Aux yeux des Américains, la guerre contre l’Irak s’impose parce qu’elle permettra d’éliminer Saddam Hussein, le dictateur, de libérer son peuple et de faire triompher la démocratie dans le pays et, par effet de contagion, dans l’ensemble du monde arabe et musulman. Sûrs de la justesse de leur croisade morale, ils comprennent difficilement que le reste du monde hésite à se ranger sous leur bannière, mais, au fond, s’en moquent un peu. Seuls ou accompagnés, ils passeront à l’action. L’offensive sera violente, les pertes infligées à l’ennemi, colossales, surtout si les troupes d’élite du régime irakien, la Garde républicaine notamment, s’avisent de résister. Sans être certaine, l’hypothèse de plusieurs centaines de milliers de victimes est plausible.
Aux États-Unis, la disproportion flagrante entre la réalité de la menace actuellement représentée par Saddam Hussein et le coût humain de l’opération ne trouble apparemment pas grand monde : la fin justifie les moyens. Colin Powell a eu récemment cette réflexion étonnante : « Nous avons montré dans le passé que nous savions utiliser sagement notre pouvoir militaire » (Le Monde, 28 janvier). Vraiment ?
En réalité, les Américains restent prisonniers de ce qu’on pourrait appeler le « syndrome d’Hiroshima ». Leur doctrine militaire repose sur l’utilisation intensive des moyens les plus sophistiqués afin d’infliger des pertes maximales à l’adversaire. L’ennemi doit rompre sous les coups, et les raids aériens constituent un moyen légitime de casser le moral de l’arrière. À partir de 1943, par exemple, les Anglo-Américains ont noyé les villes du IIIe Reich sous les bombes. À Dresde, notamment, 100 000 civils ont été tués en une seule nuit. Il n’est pas établi que ce déluge de fer et de feu ait hâté l’inéluctable reddition allemande. Lors de la guerre du Pacifique, les raids américains ont été plus brutaux encore.

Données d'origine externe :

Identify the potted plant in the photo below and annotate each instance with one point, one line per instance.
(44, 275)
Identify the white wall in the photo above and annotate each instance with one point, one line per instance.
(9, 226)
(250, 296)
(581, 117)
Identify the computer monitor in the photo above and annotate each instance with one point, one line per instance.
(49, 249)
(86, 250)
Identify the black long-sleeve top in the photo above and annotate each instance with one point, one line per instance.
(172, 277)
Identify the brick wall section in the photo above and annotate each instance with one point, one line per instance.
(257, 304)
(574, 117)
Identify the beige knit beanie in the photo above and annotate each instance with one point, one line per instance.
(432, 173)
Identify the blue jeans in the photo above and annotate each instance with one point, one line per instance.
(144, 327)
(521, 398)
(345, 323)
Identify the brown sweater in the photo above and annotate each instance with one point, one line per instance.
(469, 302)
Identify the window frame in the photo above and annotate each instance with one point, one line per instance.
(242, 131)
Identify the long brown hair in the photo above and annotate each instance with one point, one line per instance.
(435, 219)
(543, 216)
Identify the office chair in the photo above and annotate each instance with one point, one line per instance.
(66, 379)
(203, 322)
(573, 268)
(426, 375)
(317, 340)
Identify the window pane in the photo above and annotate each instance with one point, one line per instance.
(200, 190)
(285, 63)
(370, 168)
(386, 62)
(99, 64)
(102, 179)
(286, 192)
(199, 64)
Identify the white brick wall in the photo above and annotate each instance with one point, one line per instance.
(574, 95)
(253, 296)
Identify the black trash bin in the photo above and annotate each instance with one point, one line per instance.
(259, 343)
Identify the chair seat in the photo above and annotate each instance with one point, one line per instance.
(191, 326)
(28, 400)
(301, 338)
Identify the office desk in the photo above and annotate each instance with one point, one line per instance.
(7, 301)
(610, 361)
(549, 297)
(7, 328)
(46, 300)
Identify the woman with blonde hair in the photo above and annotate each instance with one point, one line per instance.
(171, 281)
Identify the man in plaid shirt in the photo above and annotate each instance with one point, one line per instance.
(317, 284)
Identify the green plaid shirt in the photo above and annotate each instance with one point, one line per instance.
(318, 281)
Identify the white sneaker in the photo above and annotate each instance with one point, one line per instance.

Les 9 et 10 mars 1945, la ville de Tokyo est à demi rasée. Bilan : au moins 80 000 morts. Le 6 août, Hiroshima est rayé de la carte. Le 9, c’est au tour de Nagasaki. Plus de 210 000 civils trouvent la mort sur le coup. Autant décéderont par la suite, à cause des radiations. Harry Truman, le président qui a décidé d’utiliser l’arme nucléaire, est considéré comme un héros, et les morts d’Hiroshima et de Nagasaki n’empêchent personne de dormir. Récemment, la poste américaine a cru bon d’émettre un timbre commémorant l’événement : il représentait un champignon atomique…
L’Amérique est en paix avec elle-même, car l’Histoire lui a (presque) toujours donné raison. Chaque fois, elle a vaincu sur toute la ligne, ce qui lui a évité de douloureuses remises en question. Le Japon et l’Allemagne ne sont-ils pas devenus des pays sincèrement démocratiques et des alliés exemplaires de Washington (même si ce dernier pays manifeste, ces temps-ci, des velléités d’émancipation) ? Bien sûr, il y a eu le bémol du Vietnam. C’est la seule guerre qui pose un problème de conscience aux Américains, moins en raison des atrocités qu’ils y ont commises que parce qu’ils ont laissé sur le tapis 50 000 de leurs soldats. Mais la guerre de Corée a provoqué dans leurs rangs une saignée du même ordre (40 000 GI’s tués entre 1950 et 1953) sans susciter une émotion démesurée.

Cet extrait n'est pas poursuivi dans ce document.